Operations 9 min read

Why a Healthy Frontend Still Returns 504 Errors: An MTU Mismatch Case Study

A production incident showed that despite flawless frontend health metrics and no logged errors, a subset of users experienced 504 Gateway Timeout errors caused by an MTU mismatch in the network path, highlighting the need for end‑to‑end connectivity checks beyond application monitoring.

Xiao Liu Lab
Xiao Liu Lab
Xiao Liu Lab
Why a Healthy Frontend Still Returns 504 Errors: An MTU Mismatch Case Study

Even when services appear healthy—no logs, no alerts—some users may still be unable to load pages. This article recounts a real‑world production outage where a SaaS web console (HTTPS + Nginx + backend API) showed 95% normal traffic but about 5% of users, concentrated in a specific ISP region, repeatedly received 504 Gateway Timeout errors.

Fault Background

Architecture: User → CDN → Alibaba Cloud SLB (public) → Nginx cluster → application services. All monitoring metrics (CPU, memory, request count, error rate) were normal, and Nginx access logs showed that the problematic requests never reached the server, indicating the issue lay before the SLB or within the network path.

Phase 1 – Eliminate Application Layer (L7)

Local curl -v https://console.example.com/login succeeded in 300 ms. Remote tests from Beijing and Shanghai cloud instances also succeeded, while a physical machine in a Shenzhen IDC hung and timed out after 10 seconds. The problem was therefore tied to the client’s network environment rather than server code or configuration.

Phase 2 – Check Transport Layer (L4)

On the Shenzhen IDC host, tcpdump -i eth0 host console.example.com -nn captured repeated SYN packets with no SYN‑ACK responses, confirming that the TCP three‑way handshake was stuck at the first step.

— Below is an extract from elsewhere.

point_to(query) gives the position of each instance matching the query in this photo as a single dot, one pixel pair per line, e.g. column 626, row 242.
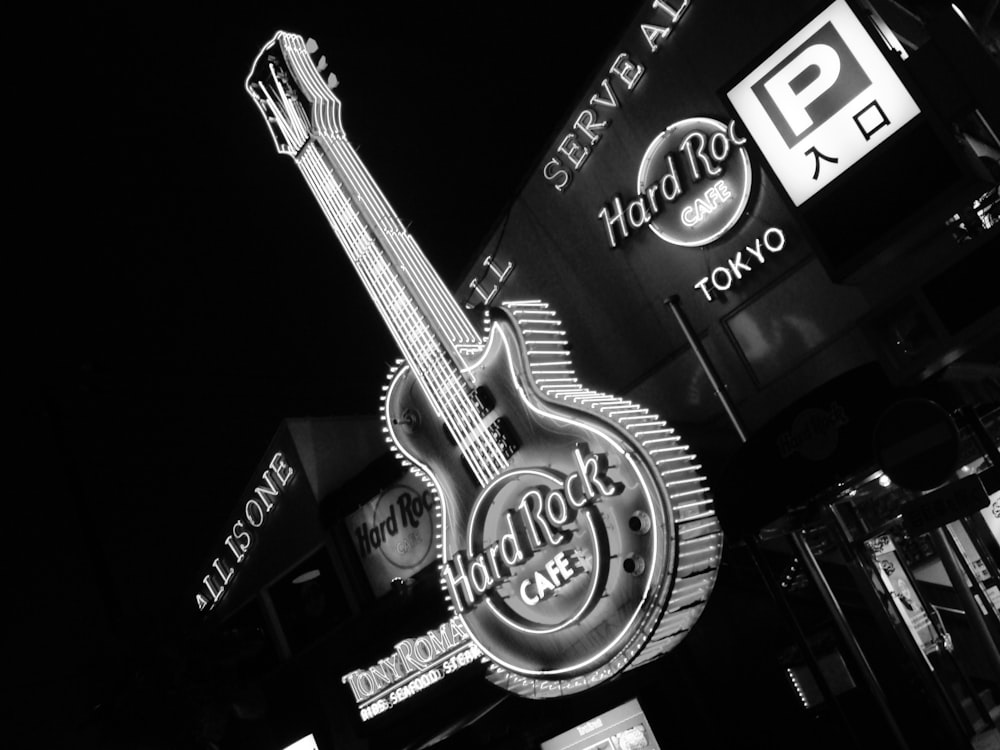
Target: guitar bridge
column 504, row 437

Phase 3 – Inspect Intermediate Devices

Traceroute/MTR revealed the first 12 hops were normal, but the 13th hop (a provincial backbone node) exhibited up to 80% packet loss, especially for large packets.

Insight – MTU Mismatch

The suspicion was that a link in the path had an MTU smaller than the standard 1500 bytes, causing fragmentation‑related drops.

Phase 4 – Verify MTU

Using ping -M do -s 1472 console.example.com (payload 1472 bytes = 1500 bytes total) succeeded, while ping -M do -s 1473 failed with “Message too long” on the Shenzhen IDC host. The same test on a Beijing ECS succeeded, confirming a smaller MTU on the problematic path.

Phase 5 – Why HTTPS Was Affected

The TLS ClientHello packet often exceeds 1400 bytes. Modern browsers set the DF (Don’t Fragment) flag, so if the path MTU is below the packet size and the network does not support PMTUD, the packet is dropped, causing the TLS handshake to fail and the TCP connection never to be established. Plain HTTP requests are smaller and usually fit within a single packet, so they are less likely to trigger the issue.

Solutions

Temporary workaround (not recommended): lower the client MTU, e.g. ip link set dev eth0 mtu 1400, only for verification.

Recommended fix: enable MSS clamping on the SLB or Nginx layer to ensure packets respect the smallest MTU in the path.

iptables -A FORWARD -p tcp --tcp-flags SYN,RST SYN -j TCPMSS --clamp-mss-to-pmtu

Or set a specific MSS value:

iptables -A OUTPUT -p tcp --tcp-flags SYN,RST SYN -j TCPMSS --set-mss 1300

Key Lessons

"Service healthy" ≠ "User reachable"

– monitoring must cover end‑to‑end experience.

504 errors can stem from network‑level issues, not just slow backends.

MTU problems are common in hybrid‑cloud or multi‑ISP scenarios, especially across old or cross‑border links.

Path MTU Discovery often fails; proactive MSS clamping provides a reliable safety net.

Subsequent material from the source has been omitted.